Hydrogenation-Induced Selective Degradation of PET Wastes

Abstract

Polyethylene terephthalate (PET) is a ubiquitous and versatile thermoplastic polymer that has a wide range of applications in daily life. However, like other synthetic plastics, the massive production and accumulation of PET has turned into a heavy environmental burden. Chemical upcycling is a promising strategy to address the environmental crises posed by PET plastic wastes, yet it remains challenging. Here, we reported a novel hydrogenation-induced hydrothermal degradation strategy for upcycling of PET to valuable products. For the first time, a range of real-life PET wastes were efficiently converted into high-value 1,4-cyclohexanedicarboxylic acid (1,4-CHDA) and ethylene glycol (EG) in excellent yields under simple neutral water conditions. Detailed mechanistic investigations indicated that hydrogenation of aromatic rings in PET chains occurred preferentially relative to hydrolysis of the ester linkages.

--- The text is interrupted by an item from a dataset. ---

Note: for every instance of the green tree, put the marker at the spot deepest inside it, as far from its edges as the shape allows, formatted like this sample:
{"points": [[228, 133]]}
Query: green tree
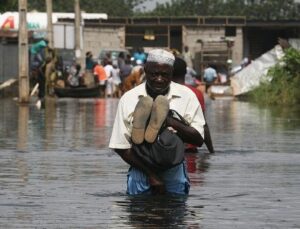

The hydrogenation process not only eliminated the intermolecular 𝜋-𝜋 stack forces, but also destroyed the intramolecular conjugated 𝜋-systems, thus increasing the electrophilic and hydrolytic reactivity of ester linkages in PET. This work opened a new cost-effective route for PET upcycling, which may stimulate the development of an economically viable upcycling industry for PET plastics.